The takedown of the bull elk by the dark boar – which has been identified as one known to biologists, No. 791, roughly nine years old – is a demonstration of the grizzly’s prowess as an occasional hunter of large game. But the days following the kill, which remains highly visible on the riverbank, have given many tourists an up-close look at the behaviour of grizzlies around carcasses such as this.

In typical fashion, the grizzly quickly covered some of the dead elk in dirt – a way to thwart scavengers. But the main way grizzlies thwart scavengers is by hanging around – or right on top of – a carcass. After the violence of the predatory act itself, the downright serene photographs and videos taken of the bear snoozing away on his spoils make quite the contrast:

A grizzly stewarding a carcass – whether its own kill or scavenged feast – is, needless to say, not all sweet dreamer, though: it will mount ferocious defence of such a bounty, and few creatures in the world can be so ferocious as a defensive grizzly. A few wolves have swung by the carcass, but have been effectively stymied by its enormous and intolerant minder:

Deby Dixon of Deby’s Wild World Photography, who’s been snapping some dynamic shots of the bear’s feast, told USA Today’s For the Win for an article posted last Wednesday, “Wolves tried to come in yesterday, but this bear won’t even allow ravens to share, which is unusual.”

The big boar’s vigilance around his kill – even if that vigilance periodically takes the form of sacking out on top of the dirt heap – is another reminder to be bear-aware when exploring Yellowstone and other North American grizzly country on foot. Grizzlies aren’t bloodthirsty monsters and are more likely than not to hightail it upon sensing human beings.

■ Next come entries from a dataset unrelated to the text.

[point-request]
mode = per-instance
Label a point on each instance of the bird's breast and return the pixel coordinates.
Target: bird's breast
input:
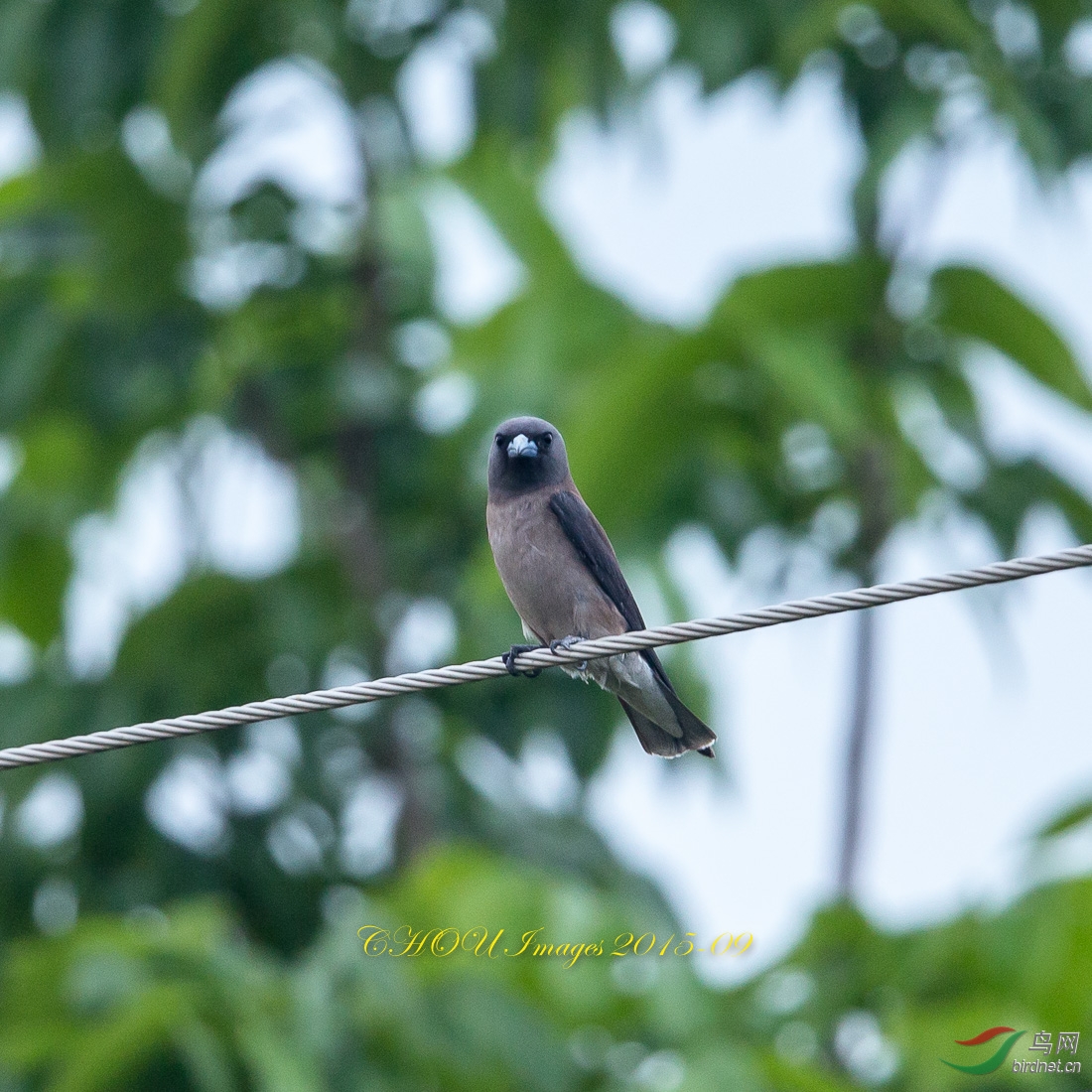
(547, 581)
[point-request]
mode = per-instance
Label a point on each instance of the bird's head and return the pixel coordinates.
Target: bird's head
(527, 452)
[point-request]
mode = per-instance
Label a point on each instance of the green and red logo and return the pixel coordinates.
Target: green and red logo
(996, 1059)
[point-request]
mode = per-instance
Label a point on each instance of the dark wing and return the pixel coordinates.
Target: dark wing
(590, 541)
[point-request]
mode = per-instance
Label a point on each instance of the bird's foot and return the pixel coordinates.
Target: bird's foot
(566, 643)
(509, 658)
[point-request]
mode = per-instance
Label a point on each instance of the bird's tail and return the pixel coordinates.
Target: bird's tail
(656, 741)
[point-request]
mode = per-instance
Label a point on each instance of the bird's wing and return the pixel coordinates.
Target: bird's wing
(593, 547)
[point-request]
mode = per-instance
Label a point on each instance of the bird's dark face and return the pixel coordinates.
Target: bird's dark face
(527, 452)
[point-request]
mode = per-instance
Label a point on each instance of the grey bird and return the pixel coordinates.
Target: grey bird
(564, 579)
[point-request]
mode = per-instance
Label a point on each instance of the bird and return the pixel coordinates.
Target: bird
(563, 578)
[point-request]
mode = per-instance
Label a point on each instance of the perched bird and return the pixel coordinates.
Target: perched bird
(564, 579)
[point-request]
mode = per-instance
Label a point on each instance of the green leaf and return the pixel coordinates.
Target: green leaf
(975, 305)
(1072, 817)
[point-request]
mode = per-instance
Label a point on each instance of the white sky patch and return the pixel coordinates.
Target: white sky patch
(187, 801)
(17, 656)
(249, 504)
(368, 823)
(286, 123)
(425, 634)
(987, 208)
(643, 36)
(478, 272)
(668, 206)
(19, 143)
(445, 403)
(52, 812)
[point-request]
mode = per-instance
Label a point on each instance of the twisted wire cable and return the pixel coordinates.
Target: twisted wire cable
(476, 670)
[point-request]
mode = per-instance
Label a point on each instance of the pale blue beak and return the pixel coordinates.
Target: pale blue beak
(522, 447)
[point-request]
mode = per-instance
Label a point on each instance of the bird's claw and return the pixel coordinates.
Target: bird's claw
(566, 643)
(509, 659)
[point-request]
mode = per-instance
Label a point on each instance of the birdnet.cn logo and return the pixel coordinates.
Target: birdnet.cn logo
(1041, 1044)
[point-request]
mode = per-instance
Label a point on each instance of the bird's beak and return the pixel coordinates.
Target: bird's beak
(521, 446)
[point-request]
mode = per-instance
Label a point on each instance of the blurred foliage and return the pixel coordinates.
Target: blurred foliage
(139, 303)
(184, 1000)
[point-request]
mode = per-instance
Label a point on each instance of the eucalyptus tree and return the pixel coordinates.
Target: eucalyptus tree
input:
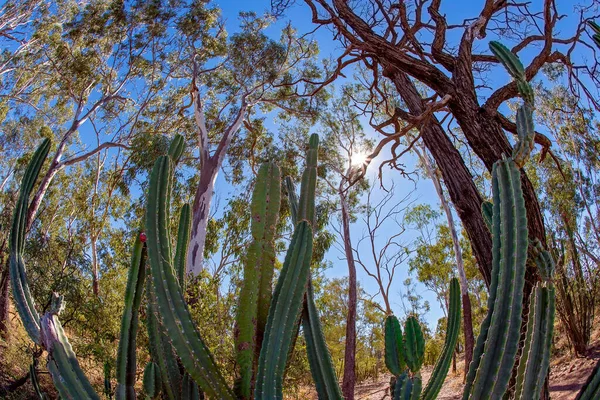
(247, 74)
(403, 43)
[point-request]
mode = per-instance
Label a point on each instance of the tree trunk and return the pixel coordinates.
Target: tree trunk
(95, 287)
(456, 176)
(200, 215)
(460, 266)
(349, 380)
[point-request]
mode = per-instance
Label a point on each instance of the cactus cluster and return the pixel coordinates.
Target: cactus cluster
(404, 353)
(267, 323)
(181, 365)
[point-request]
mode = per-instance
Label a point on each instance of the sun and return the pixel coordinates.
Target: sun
(359, 158)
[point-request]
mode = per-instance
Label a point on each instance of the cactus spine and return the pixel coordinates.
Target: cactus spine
(285, 307)
(194, 354)
(404, 353)
(126, 366)
(255, 294)
(440, 370)
(18, 276)
(319, 358)
(151, 380)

But a surprised and defensive griz met at close range can respond aggressively indeed, and the two worst-case scenarios are bumping into (a) a sow with cubs or (b) a bear guarding a carcass. (Yellowstone offers a slew of bear-safety tips and guidelines on its website.)

You don’t want to blunder in upon any grizzly on a carcass, let alone one as massive as No. 791. His recent elk feast along the Yellowstone River is providing parkgoers at the world’s oldest national park the opportunity to watch a feeding bruin at a safe distance – and to reflect on the perils a bull elk, large and magnificent a beast as it is, faces during the rough-and-tumble rut.